Jeff Hordley, 49, has been embroiled in a number of dramatic story lines in Emmerdale since joining the ITV soap opera in 2000. But the actor’s life off-screen hasn’t come problem-free. In 1996, Jeff was diagnosed with Crohn’s disease – an incurable and potentially life-threatening illness. The star began experiencing symptoms at the age of 20 and was consequently hospitalised three times from the condition.
Speaking in support of Crohn’s and Colitis UK, Jeff explained: “I went to the hospital in Manchester, I’d been vomiting a lot, had a lot of stomach ache, and looked really pale, lost an awful lot of weight.
“They explained that I had Crohn’s disease, which instantly frightened me because my mother when I was nine years old had died because she had Crohn’s disease.
“So I thought, ‘oh, does that mean I’m going to die too?’ – obviously not the case.
“Technology has moved on so much more since 1979.”
Jeff described his diagnosis of Crohn’s disease as a “frightening” time.
He explained: “I had to have an operation where they took part of my small bowel and part of my large bowel out, and I was left with a big scar – which is quite impressive.
“That was the beginning of it for me.”
Crohn’s disease is a lifelong condition in which parts of the digestive system become inflamed, says the NHS.
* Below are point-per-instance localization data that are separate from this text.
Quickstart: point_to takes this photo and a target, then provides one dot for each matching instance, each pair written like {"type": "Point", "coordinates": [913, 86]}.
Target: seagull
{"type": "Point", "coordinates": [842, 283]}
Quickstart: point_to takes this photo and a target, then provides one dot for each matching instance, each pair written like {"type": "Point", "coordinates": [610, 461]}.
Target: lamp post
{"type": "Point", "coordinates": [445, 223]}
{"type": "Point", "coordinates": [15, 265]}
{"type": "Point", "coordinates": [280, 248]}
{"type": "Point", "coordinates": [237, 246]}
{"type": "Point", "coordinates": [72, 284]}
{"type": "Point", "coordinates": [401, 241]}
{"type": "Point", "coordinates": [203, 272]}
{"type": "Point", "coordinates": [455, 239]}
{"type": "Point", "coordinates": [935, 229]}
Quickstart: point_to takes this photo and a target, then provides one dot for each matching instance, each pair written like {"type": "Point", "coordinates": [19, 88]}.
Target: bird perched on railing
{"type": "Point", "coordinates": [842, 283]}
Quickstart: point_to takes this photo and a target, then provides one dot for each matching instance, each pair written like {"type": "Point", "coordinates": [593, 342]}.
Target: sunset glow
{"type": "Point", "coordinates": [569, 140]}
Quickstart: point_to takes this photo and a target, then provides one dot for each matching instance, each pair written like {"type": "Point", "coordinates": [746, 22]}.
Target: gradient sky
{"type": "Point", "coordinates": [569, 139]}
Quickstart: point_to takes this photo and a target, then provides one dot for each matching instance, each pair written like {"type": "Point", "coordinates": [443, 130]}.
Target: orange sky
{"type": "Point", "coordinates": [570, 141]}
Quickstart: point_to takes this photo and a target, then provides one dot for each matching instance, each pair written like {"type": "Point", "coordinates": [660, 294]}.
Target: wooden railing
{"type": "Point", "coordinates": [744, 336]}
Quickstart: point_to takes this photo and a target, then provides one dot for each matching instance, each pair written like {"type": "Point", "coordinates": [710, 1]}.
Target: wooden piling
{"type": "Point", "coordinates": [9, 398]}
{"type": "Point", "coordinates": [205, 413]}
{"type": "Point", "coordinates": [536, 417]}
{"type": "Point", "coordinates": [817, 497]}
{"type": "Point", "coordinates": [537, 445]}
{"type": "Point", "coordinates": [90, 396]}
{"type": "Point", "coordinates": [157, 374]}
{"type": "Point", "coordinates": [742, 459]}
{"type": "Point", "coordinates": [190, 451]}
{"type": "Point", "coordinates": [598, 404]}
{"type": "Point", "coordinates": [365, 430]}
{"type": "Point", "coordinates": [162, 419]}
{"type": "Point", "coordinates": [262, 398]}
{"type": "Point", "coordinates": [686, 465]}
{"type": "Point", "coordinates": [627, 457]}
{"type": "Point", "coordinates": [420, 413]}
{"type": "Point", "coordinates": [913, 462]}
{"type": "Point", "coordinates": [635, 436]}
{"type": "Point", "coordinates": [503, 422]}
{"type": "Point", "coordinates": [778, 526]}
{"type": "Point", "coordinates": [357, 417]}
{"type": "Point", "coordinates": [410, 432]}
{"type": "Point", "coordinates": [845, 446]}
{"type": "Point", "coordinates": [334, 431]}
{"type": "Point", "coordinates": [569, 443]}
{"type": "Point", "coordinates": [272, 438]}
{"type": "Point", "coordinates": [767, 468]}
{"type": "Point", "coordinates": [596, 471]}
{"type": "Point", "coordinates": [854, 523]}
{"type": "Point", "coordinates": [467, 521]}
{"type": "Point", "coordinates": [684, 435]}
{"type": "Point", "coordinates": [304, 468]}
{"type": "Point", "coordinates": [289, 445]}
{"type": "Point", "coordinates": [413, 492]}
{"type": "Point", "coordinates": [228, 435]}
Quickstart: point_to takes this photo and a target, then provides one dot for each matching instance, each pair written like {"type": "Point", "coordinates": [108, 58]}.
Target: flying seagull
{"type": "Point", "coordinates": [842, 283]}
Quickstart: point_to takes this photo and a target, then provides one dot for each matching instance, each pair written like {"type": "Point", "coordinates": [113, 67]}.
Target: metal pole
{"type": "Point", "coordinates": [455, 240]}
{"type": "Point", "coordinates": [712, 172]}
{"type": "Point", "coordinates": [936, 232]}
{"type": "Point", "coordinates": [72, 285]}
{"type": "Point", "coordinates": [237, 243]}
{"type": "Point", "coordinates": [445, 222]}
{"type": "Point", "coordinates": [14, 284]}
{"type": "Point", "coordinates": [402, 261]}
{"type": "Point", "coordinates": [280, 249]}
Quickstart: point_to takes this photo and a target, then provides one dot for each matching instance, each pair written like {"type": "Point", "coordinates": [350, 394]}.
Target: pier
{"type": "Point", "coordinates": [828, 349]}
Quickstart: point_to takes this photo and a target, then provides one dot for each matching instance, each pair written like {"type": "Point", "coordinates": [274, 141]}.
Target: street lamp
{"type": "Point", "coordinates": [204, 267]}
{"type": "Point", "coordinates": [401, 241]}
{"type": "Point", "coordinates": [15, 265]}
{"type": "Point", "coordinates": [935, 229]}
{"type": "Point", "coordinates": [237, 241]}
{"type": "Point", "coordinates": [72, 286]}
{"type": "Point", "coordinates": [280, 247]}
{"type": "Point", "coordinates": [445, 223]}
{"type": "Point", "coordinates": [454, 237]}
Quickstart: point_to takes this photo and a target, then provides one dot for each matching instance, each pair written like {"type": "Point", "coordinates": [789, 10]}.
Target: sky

The condition can affect people of all ages, but usually star in childhood or early adulthood.
The health body says the main symptoms are:
- Stomach aches and cramps
- Blood in your poo
- Tiredness (fatigue)
- Weight loss
There’s currently no cure for the condition, but treatments are available to help reduce or control symptoms.
The NHS advises the main treatments are medicines to reduce inflammation in the digestive system, medicines to stop the inflammation coming back, and surgery to remove a small part of the digestive system (like Jeff had).
Since his diagnosis, Jeff has found ways to control his symptoms and live a more comfortable life.
He said: “It’s great, we’ve done it for years, we have carrots and everything.
“It’s good for us to grow it. I have Crohn’s disease so where we’re eating what we grow, it’s better for me.”
Jeff added he has “listened” to his body over the years and now knows which foods to avoid.
He said: “I know what’s good for me and what’s not good for me and exercise helps me. It can vary from person to person.
“I’ve found for me personally, diet and exercise has help a lot.”